Student Theses and Dissertations

Date of Award

12-2017

Document Type

Thesis

Degree Name

Bachelor of Arts (BA)

Honors Designation

yes

Program of Study

Philosophy

Language

English

First Advisor

Sandeep Sreekumar

Second Advisor

Thomas Teufel

Third Advisor

Jonathan Gilmore

Abstract

The phenomenology of Claude Romano constructs a strict distinction between perceptions and illusions. This distinction is so strict that the former excludes the latter completely. Putting this distinction into play is not a local decision about our experiences and the structures of our experiences. This decision brings with it metaphysical, ontological, and phenomenological frameworks to ground it. In what follows I attempt to draw out the consequences of Romano’s decisions about our experience, and to study the philosophical frameworks that underlie his decisions. In doing so, I reconnect his phenomenology with a wider terminology of phenomenology, in order to study and clarify this terminology, and to demonstrate how his terminology should function.
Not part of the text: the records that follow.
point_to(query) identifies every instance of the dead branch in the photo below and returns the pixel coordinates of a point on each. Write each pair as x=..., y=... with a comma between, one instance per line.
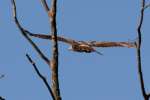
x=45, y=5
x=41, y=76
x=91, y=43
x=25, y=35
x=146, y=6
x=54, y=60
x=139, y=63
Much of what follows is a systematic clarification of the way one should speak in describing one’s experiences, as well as a clarification of the conceptual structures that are constructed when describing our experience. In this way I hope to revise and update what Romano calls a “holism of experience”, that is, a conceptual holistic structure of human experience. The establishment of Romano’s holism is based on the distinction between perceptions and illusions. Opting to deny his distinction, I also separate the philosophical frameworks that ground it, and attempt to bring to light their unique functions within a holism of experience. Because the research methodology and terminology of the thesis change in light of clarifications along the way, a table detailing the methodology and defining terminology would need to be composed of two possibly contradictory entries for each. As this would serve only to confuse the reader, I have opted to exclude these entries prior to the thesis, and to allow the philosophical work to guide the reader.